More government not the answer
Not a single one of the suggestions for preventing senseless violence such as that committed by Stephen Paddock in Las Vegas would have kept him from slaughtering dozens of people. Anyone who tells you differently is lying, perhaps to himself as well as you.
Politicians and bureaucrats thrive only because they have convinced us that government is the answer to every problem. Time was when self-reliant Americans understood there are certain things government can’t — or shouldn’t — control. That era seems to have passed.
Now, the control issue is all about guns. Those in favor of strict limits on them want you to believe that would eliminate shooting sprees such as Paddock’s. It would not. That genie has been out of the bottle for many years.
Gun control has ethical and constitutional aspects. But let’s ignore them for a moment. Let’s talk only about effectiveness.
Let me be clear on one thing: I am neither a gun nut nor an anti-gun nut. Given the depth to which the debate over firearms has sunk, however, I have no doubt that approximately half of those who read this column will conclude I hate the Second Amendment, while the other half will decide I’m in favor of using human beings for target practice. It’s an issue that makes debating abortion seem like a safer alternative.
Here’s the thing about gun control: Would restrictions such as those sought by some anti-gun nuts save lives? Some, probably, in the category of accidental shootings.
But criminals who want guns will get them. Period. And lunatics like Paddock will, too. The unhappy truth about people in those categories is that they care not a whit for the law and are endlessly inventive in breaking it.
Take machine guns. They’re illegal now, for the most part. But quite a few guns — including many not in the dreaded “assault rifle” category — can be modified either to fire automatically or mimic such action. Paddock’s guns appear to have been fitted with “bump stock” apparatus allowing him to fire very rapidly, though not as fast as a full automatic weapon.

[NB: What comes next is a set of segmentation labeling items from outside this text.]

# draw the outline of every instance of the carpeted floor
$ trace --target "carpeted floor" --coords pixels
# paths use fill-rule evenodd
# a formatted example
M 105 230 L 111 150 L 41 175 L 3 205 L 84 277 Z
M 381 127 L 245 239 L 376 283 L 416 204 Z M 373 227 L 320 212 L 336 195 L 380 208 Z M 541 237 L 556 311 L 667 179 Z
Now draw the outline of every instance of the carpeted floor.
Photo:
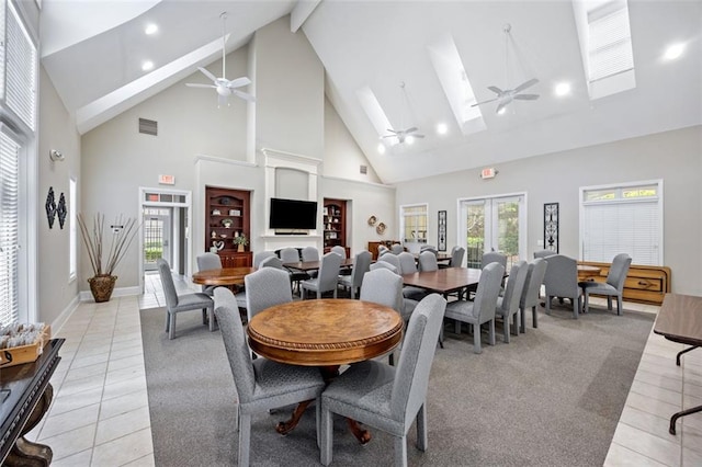
M 543 311 L 543 310 L 542 310 Z M 601 466 L 655 317 L 591 309 L 540 312 L 539 329 L 485 345 L 446 326 L 429 383 L 429 449 L 408 435 L 410 465 Z M 163 309 L 141 311 L 146 378 L 157 466 L 236 465 L 236 391 L 218 331 L 199 312 L 180 314 L 169 341 Z M 528 317 L 531 326 L 531 314 Z M 485 334 L 484 334 L 485 337 Z M 253 418 L 251 464 L 319 463 L 314 413 L 287 436 L 274 425 L 287 411 Z M 373 430 L 360 446 L 335 422 L 333 465 L 393 463 L 393 441 Z

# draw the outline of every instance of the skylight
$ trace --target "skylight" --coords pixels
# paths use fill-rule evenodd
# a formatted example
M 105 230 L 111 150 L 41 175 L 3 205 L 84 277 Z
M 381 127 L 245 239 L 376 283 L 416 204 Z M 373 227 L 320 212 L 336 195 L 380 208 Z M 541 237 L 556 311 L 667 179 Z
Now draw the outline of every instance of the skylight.
M 574 0 L 590 99 L 636 87 L 626 0 Z

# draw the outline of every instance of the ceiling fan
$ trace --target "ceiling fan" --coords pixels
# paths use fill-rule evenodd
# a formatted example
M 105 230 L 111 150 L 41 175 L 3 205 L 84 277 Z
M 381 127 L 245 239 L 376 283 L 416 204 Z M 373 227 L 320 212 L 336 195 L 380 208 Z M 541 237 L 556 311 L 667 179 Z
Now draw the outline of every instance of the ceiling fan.
M 506 24 L 505 25 L 505 72 L 507 73 L 508 70 L 508 58 L 509 58 L 509 39 L 510 39 L 510 31 L 512 30 L 512 26 L 510 24 Z M 489 89 L 490 91 L 492 91 L 494 93 L 497 94 L 496 98 L 494 99 L 488 99 L 486 101 L 482 101 L 482 102 L 476 102 L 475 104 L 471 105 L 472 107 L 475 107 L 476 105 L 483 105 L 483 104 L 487 104 L 489 102 L 495 102 L 497 101 L 497 110 L 496 113 L 498 114 L 502 114 L 507 107 L 507 105 L 509 105 L 510 102 L 512 102 L 513 100 L 519 100 L 519 101 L 535 101 L 536 99 L 539 99 L 539 94 L 520 94 L 520 92 L 522 92 L 523 90 L 525 90 L 526 88 L 531 88 L 532 86 L 536 84 L 539 82 L 539 80 L 536 78 L 532 78 L 528 81 L 524 81 L 523 83 L 519 84 L 517 88 L 514 89 L 500 89 L 496 86 L 488 86 L 487 89 Z
M 401 93 L 401 101 L 404 103 L 404 105 L 407 107 L 407 111 L 409 112 L 409 100 L 407 99 L 407 92 L 405 91 L 405 82 L 400 82 L 399 83 L 399 88 L 400 88 L 400 93 Z M 401 117 L 401 115 L 400 115 Z M 400 118 L 400 125 L 404 124 L 403 118 Z M 414 138 L 423 138 L 424 135 L 421 135 L 417 132 L 419 132 L 419 128 L 417 128 L 416 126 L 409 127 L 409 128 L 404 128 L 404 129 L 393 129 L 393 128 L 387 128 L 387 130 L 390 133 L 389 135 L 384 135 L 382 138 L 397 138 L 397 140 L 399 143 L 405 143 L 407 141 L 408 144 L 412 141 Z
M 240 77 L 233 80 L 228 80 L 225 78 L 225 69 L 226 69 L 226 50 L 225 44 L 227 42 L 225 23 L 227 21 L 227 12 L 225 11 L 219 15 L 222 18 L 222 78 L 217 78 L 210 70 L 197 67 L 200 71 L 207 78 L 212 80 L 212 84 L 200 84 L 189 82 L 185 86 L 190 88 L 212 88 L 217 91 L 217 105 L 229 105 L 229 95 L 236 95 L 249 102 L 256 102 L 256 98 L 247 92 L 239 91 L 238 88 L 242 88 L 245 86 L 251 84 L 251 80 L 248 77 Z

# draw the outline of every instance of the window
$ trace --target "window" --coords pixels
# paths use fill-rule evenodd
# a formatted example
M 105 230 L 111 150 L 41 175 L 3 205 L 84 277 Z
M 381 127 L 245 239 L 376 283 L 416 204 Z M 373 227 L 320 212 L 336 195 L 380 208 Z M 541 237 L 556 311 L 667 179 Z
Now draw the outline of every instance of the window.
M 609 263 L 663 264 L 663 181 L 580 189 L 580 257 Z
M 78 198 L 77 198 L 77 183 L 76 179 L 71 178 L 68 181 L 68 235 L 69 235 L 69 259 L 68 259 L 68 276 L 72 281 L 78 273 Z
M 427 205 L 400 206 L 400 231 L 404 242 L 427 242 Z

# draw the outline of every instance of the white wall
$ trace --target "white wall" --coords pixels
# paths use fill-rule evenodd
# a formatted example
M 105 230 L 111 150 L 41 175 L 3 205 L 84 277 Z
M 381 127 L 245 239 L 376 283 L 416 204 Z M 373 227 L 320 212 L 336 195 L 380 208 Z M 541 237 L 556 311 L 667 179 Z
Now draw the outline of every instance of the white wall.
M 525 192 L 529 258 L 541 249 L 543 205 L 559 205 L 561 253 L 579 254 L 580 186 L 664 180 L 664 263 L 672 289 L 702 295 L 702 127 L 555 152 L 496 166 L 499 174 L 480 180 L 479 169 L 397 185 L 397 206 L 429 203 L 429 243 L 437 243 L 437 212 L 448 213 L 448 240 L 457 239 L 460 197 Z M 397 215 L 396 215 L 397 216 Z
M 61 193 L 69 203 L 69 180 L 80 180 L 80 135 L 76 121 L 68 114 L 44 67 L 39 67 L 39 119 L 38 119 L 38 316 L 42 321 L 54 320 L 76 299 L 78 281 L 69 280 L 69 217 L 61 229 L 58 218 L 48 228 L 44 202 L 49 186 L 54 189 L 56 203 Z M 64 153 L 63 162 L 49 159 L 50 149 Z M 70 215 L 70 213 L 69 213 Z M 80 239 L 78 240 L 80 242 Z M 79 254 L 82 246 L 79 243 Z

Parts and kits to convert many guns to “bump firing” or “slide firing” are available all over the place. So are instructions on how to convert many firearms into true machine guns. Don’t believe me? Google it.
If you think passing laws will end that, you’re living in a dream world. Near-machine guns are here to stay.
So are silencers — which, contrary to what some believe, don’t eliminate the sound of gunfire. They just muffle it. Silencers are here to stay, too. Again, go to Google if you don’t believe me.
Well, say some, let’s ban large gun magazines. Why does anyone need to fire off 30-100 rounds without reloading anyway? Gosh. I tire of repeating, but Google it. It’s not that difficult to fabricate a high-capacity magazine.
Well, say some gun control advocates, let’s just ban private ownership of firearms entirely, as some countries have done. Again, setting aside the fact that’s unconstitutional, let’s think about effectiveness.
About 80 million Americans own approximately 300 million guns. If you think Prohibition was a fiasco, wait until you try to tell gun owners they have to hand over their firearms.
If we can’t ban guns, what about keeping them out of the wrong hands? Like Paddock’s? To my knowledge, no one ever suggested he was mentally ill, though he clearly was. Many mass murderers fall into that category.
Truth is, Paddock only began breaking existing gun control and ownership laws — or those proposed — when he began shooting at people.
Again, try very hard to understand this isn’t a column about right or wrong. It’s about what doesn’t work.
Politicians get elected by promising to solve all our problems. Bureaucrats keep their jobs by enforcing the politicians’ rules (and, increasingly, making up their own).
But some challenges are beyond government’s control. The sooner we realize that, the sooner we may find effective ways of stopping the Stephen Paddocks of the world.